The Uncertain Future of MDN
Mozilla laid off about 250 people yesterday, as announced in this smarmy, crisis-chic blog post. It’s come out on Twitter and elsewhere that the teams hardest hit—as in, absolutely decimated—include the writers for MDN, easily the best documentation set for the web’s core languages and APIs, and the team behind Firefox’s Dev Tools.
Exactly how this will impact MDN or the dev tools in Firefox remains to be seen, but Peter-Paul Koch is right on the money about how the “cult of the free” (as in beer), which arguably doomed Mozilla long ago, needs to die:
Small company gives away software for free.
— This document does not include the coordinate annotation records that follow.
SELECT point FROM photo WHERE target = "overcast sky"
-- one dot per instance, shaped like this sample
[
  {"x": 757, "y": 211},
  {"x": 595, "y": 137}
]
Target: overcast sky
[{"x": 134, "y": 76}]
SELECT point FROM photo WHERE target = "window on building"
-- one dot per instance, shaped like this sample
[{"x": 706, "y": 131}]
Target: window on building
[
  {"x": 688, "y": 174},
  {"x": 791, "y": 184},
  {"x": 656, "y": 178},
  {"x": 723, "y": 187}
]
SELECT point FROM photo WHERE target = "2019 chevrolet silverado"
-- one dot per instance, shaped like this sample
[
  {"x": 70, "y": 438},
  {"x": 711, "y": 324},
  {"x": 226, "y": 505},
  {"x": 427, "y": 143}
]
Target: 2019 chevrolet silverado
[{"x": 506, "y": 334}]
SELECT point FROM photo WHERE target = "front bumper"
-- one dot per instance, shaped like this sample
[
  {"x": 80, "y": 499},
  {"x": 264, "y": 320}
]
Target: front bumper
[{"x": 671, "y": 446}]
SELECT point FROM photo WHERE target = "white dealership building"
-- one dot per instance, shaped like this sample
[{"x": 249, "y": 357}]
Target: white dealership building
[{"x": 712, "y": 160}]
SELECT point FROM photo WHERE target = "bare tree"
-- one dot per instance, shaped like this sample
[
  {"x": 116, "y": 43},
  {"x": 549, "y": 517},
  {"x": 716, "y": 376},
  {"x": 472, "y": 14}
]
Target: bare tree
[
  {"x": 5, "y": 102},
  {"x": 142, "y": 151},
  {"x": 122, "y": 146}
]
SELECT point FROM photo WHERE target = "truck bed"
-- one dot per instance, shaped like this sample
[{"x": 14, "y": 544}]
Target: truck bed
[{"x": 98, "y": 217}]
Large companies give away the same software for free, and to them the cost is essentially peanuts, and they own the platforms the [software] runs on. Therefore small company will lose, decreasing diversity in the browser market. Simple as that.
For my own part, I’ve pretty much stopped using any new mission-critical and even mission-pretty-important “free” tools. If I can’t find a donate button, or if I can’t subscribe or purchase a license, I move on.
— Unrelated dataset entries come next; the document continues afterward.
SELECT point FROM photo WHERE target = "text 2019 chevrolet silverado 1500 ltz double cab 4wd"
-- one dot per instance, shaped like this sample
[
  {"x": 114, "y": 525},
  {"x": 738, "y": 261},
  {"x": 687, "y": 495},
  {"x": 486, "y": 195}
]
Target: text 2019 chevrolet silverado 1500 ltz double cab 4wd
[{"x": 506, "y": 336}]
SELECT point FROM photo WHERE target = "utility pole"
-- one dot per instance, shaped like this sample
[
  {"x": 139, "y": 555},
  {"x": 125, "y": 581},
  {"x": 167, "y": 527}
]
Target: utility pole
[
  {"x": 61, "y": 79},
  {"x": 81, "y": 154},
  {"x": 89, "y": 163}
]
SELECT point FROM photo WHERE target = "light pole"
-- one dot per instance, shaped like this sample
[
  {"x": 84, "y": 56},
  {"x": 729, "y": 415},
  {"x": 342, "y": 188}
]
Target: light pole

MDN is absolutely mission-critical for both my own development work and the courses I teach. I wish so badly that MDN had hit up its user base the way that Wikipedia does with its own PBS-style pledge drives. I would have gladly paid—and I say that even as a fairly frequent contributor to MDN myself.
But now even that goodwill is gone, at least for the moment, because of the employees that Mozilla has screwed over and the developer community that it is absolutely taking for granted.